A Moment With You
"I almost wish we were butterflies and liv'd but three summer days - three such days with you I could fill with more delight than fifty common years could ever contain."
— John Keats
She hadn't expected a lot when she was in Georgia.
It was just another homeschool conference with her hardworking mom and her younger obnoxious brother who had been F***ing this and F***ing that at her for the last hour since they arrived. She was over it and she was over her brother.
"Why did it have to be Gabriel? It would have been easier with Seth. At least he can be decent.
She had enough with Gabriel's constant ranting and raving and swearing at her over the phone that she got angry and hung up on him.
I couldn't understand anything over the seven F words he had put in each sentence.
Mom had called him back and she had honestly thought she would take her side for once, only to get her ass chewed because she hurt her poor little brother's feelings.

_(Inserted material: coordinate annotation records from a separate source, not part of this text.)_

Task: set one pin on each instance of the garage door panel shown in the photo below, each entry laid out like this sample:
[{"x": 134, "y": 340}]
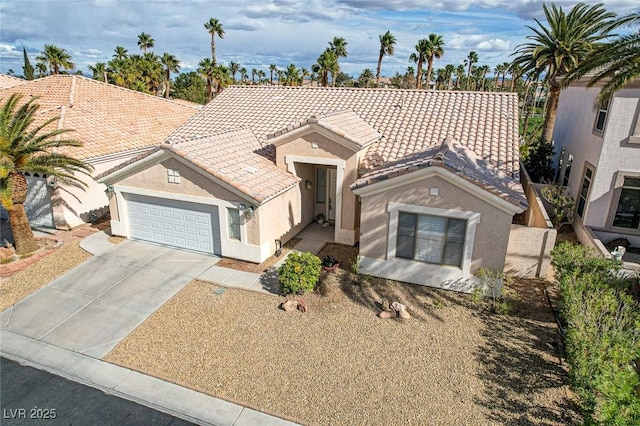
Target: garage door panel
[{"x": 174, "y": 223}]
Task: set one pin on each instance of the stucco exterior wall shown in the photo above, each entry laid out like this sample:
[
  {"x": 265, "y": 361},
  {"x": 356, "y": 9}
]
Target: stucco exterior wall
[
  {"x": 194, "y": 184},
  {"x": 72, "y": 204},
  {"x": 303, "y": 147},
  {"x": 489, "y": 246}
]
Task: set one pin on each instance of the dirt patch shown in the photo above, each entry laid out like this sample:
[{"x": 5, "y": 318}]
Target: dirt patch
[
  {"x": 241, "y": 265},
  {"x": 451, "y": 363}
]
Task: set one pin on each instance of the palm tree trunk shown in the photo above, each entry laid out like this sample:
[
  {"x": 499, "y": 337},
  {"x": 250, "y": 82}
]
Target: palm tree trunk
[
  {"x": 429, "y": 70},
  {"x": 23, "y": 238},
  {"x": 378, "y": 70},
  {"x": 213, "y": 50},
  {"x": 551, "y": 112}
]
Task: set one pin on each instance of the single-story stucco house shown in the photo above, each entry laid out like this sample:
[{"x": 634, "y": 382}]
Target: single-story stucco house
[
  {"x": 114, "y": 124},
  {"x": 426, "y": 181}
]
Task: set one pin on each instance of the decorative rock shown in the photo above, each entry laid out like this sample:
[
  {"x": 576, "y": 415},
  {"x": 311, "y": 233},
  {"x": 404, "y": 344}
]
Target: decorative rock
[
  {"x": 398, "y": 306},
  {"x": 404, "y": 314},
  {"x": 289, "y": 305},
  {"x": 5, "y": 252},
  {"x": 385, "y": 305},
  {"x": 387, "y": 314}
]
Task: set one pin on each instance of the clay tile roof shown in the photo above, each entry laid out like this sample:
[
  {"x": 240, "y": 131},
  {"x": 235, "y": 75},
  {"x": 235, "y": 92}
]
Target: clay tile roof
[
  {"x": 409, "y": 120},
  {"x": 7, "y": 81},
  {"x": 456, "y": 158},
  {"x": 237, "y": 158},
  {"x": 108, "y": 119}
]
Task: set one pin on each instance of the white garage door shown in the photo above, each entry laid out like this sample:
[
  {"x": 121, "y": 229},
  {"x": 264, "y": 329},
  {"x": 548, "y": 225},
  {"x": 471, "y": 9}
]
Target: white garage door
[{"x": 174, "y": 223}]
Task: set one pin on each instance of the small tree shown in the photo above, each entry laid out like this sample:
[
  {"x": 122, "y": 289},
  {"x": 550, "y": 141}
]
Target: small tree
[
  {"x": 563, "y": 204},
  {"x": 299, "y": 273}
]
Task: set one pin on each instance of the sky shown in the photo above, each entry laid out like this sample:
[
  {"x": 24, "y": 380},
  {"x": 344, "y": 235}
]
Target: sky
[{"x": 259, "y": 33}]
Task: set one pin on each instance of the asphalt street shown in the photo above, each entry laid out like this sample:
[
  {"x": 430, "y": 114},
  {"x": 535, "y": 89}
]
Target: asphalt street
[{"x": 29, "y": 397}]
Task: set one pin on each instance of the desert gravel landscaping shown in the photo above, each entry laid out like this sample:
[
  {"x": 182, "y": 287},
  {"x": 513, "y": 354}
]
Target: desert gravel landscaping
[
  {"x": 452, "y": 363},
  {"x": 35, "y": 276}
]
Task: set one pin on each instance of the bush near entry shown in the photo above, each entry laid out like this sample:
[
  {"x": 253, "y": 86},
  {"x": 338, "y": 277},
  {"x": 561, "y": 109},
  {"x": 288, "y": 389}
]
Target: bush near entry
[
  {"x": 603, "y": 335},
  {"x": 299, "y": 273}
]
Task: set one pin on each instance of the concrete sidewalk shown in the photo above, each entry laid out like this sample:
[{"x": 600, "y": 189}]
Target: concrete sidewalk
[{"x": 146, "y": 390}]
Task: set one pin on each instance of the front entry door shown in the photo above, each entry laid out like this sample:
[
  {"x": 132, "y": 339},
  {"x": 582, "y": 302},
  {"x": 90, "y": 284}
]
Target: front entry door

Mom had left to go sort out the situation in the parking garage where Gabriel was, leaving her alone at the table.
She looked around and saw the many homeschooling families setting up their vending tables. Most of them she had seen before back in March during that awful convention in Tennessee.
They all looked so damn happy and she wanted to be too, but at that moment she wanted to scream and break something against the wall.
Seeing as there was no way in hell she could do that, she pulled out her phone, found her older sister's number and started texting.
I'm already regretting being here.
She pushed send and put the phone on the table. A few minutes later she heard Carrie Underwood's "He is Good" playing and she grabbed her phone and opened it. Sure enough, it was a text from her sister.
Why? What's wrong?
She started to type back
All Gabriel has done is f*** you this and f*** you that and I am so over him-
Then she saw mom and Gabriel come back. She quickly closed her phone before she got into any more trouble.
Gabriel sauntered in with his typical arrogance, like he had just done some incredible deed worthy of civic sainthood.
"Don't you ever hang up the phone again!" her mother snapped at her in a low tone.
Rage filled her entire body. All she wanted to do was take one of the wooden display boxes and slam it into Gabriel's perfectly straight nose, but then she heard her phone ring in her lap.
Her sister was calling her. She picked it up and said, "Hello?"
"Hey," came her sister's voice, "I got your text. Is everything all right?"
Did I really seem that desperate?
"Oh no, I just have a really bad headache and I'm tired," she lied. She knew better than to vent out her feelings with her mom and her brother there.
"Oh ok," her sister said, "So are you guys setting up?"
"Yeah," she answered, relieved that her sister had bought the excuse she used all the time, "It's a zoo in here. Do you want to talk to mom?"
She handed the phone to her mom, relieved that that was over. She hated having to lie about what she really felt, but most of the time she had to; so to avoid a fight with her family.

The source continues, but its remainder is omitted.